I want to have a new moving-average-array column from the past 3 measurement records, excluding those records where the result is 0. Past 3 records mean that for id 34, the arrays of id 31,32,33 to be used.
It is about taking the average of every 1st point, 2nd point, 3rd and 4th point to have this moving-average-array.
It is not about getting the average of 1st array, 2nd array ... and then averaging the average, no.
For the first 3 rows, because there is not enough history, I just want to use their own measurement.
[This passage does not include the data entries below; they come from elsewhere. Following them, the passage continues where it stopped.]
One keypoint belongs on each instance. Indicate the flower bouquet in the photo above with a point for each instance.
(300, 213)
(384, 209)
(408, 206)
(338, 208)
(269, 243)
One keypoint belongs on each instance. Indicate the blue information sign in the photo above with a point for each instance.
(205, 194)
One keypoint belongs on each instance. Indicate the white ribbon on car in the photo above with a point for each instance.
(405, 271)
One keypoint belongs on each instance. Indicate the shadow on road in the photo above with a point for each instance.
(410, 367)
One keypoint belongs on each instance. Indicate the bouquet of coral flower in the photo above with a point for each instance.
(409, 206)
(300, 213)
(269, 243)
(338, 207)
So the solution should look like this:
date, id, measure, result . Solution
2016-07-11, 31, "[2, 5, 3, 3]", 1, "[2, 5, 3, 3]"
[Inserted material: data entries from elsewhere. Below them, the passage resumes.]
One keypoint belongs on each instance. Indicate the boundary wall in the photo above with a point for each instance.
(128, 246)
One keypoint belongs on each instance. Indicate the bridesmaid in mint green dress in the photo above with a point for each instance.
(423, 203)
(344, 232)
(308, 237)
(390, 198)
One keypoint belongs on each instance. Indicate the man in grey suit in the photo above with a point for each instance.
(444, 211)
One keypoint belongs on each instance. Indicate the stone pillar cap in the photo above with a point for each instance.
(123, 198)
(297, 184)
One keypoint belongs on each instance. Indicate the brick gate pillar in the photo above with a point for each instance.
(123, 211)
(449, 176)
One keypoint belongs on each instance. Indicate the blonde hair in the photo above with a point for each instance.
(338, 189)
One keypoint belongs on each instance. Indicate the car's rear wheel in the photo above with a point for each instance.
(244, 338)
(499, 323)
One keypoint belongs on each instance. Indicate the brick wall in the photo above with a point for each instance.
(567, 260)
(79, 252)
2016-07-12, 32, "[3, 5, 3, 3]", 1, "[3, 5, 3, 3]"
2016-07-13, 33, "[2, 1, 2, 2]", 1, "[2, 1, 2, 2]"
2016-07-14, 34, "[2, 6, 3, 3]", 1, "[2.3, 3.6, 2.6, 2.6]"
2016-07-15, 35, "[39, 31, 73, 34]", 0, "[2.3, 4, 2.6, 2.6]"
2016-07-16, 36, "[3, 2, 3, 3]", 1, "[2.3, 4, 2.6, 2.6]"
2016-07-17, 37, "[3, 8, 3, 3]", 1, "[2.3, 3, 2.6, 2.6]"
The real data is bigger. result 0 may repeat 2 or more times after each other also. I think it will be about keeping a track of previous OK results properly getting those averages. I spent time but I could not.
I am posting the dataframe here:
mydict = {'date': {0: '2016-07-11',
1: '2016-07-12',
2: '2016-07-13',
3: '2016-07-14',
4: '2016-07-15',
5: '2016-07-16',
6: '2016-07-17'},
'id': {0: 31, 1: 32, 2: 33, 3: 34, 4: 35, 5: 36, 6: 37},
'measure': {0: '[2, 5, 3, 3]',
1: '[3, 5, 3, 3]',
2: '[2, 1, 2, 2]',
3: '[2, 6, 3, 3]',
4: '[39, 31, 73, 34]',
5: '[3, 2, 3, 3]',
6: '[3, 8, 3, 3]'},
'result': {0: 1, 1: 1, 2: 1, 3: 1, 4: 0, 5: 1, 6: 1}}
df = pd.DataFrame(mydict)
Thank you for giving directions or pointing out how to.
Solution using only 1 for loop:
Considering the data:
mydict = {'date': {0: '2016-07-11',
1: '2016-07-12',
2: '2016-07-13',
3: '2016-07-14',
4: '2016-07-15',
5: '2016-07-16',
6: '2016-07-17'},
'id': {0: 31, 1: 32, 2: 33, 3: 34, 4: 35, 5: 36, 6: 37},
'measure': {0: '[2, 5, 3, 3]',
1: '[3, 5, 3, 3]',
2: '[2, 1, 2, 2]',
3: '[2, 6, 3, 3]',
4: '[39, 31, 73, 34]',
5: '[3, 2, 3, 3]',
6: '[3, 8, 3, 3]'},
'result': {0: 1, 1: 1, 2: 1, 3: 1, 4: 0, 5: 1, 6: 1}}
df = pd.DataFrame(mydict)
I defined a simple function to calculate the means and return a list. Then, loop the dataframe applying the rules:
def calc_mean(in_list):
p0 = round((in_list[0][0] + in_list[1][0] + in_list[2][0])/3,1)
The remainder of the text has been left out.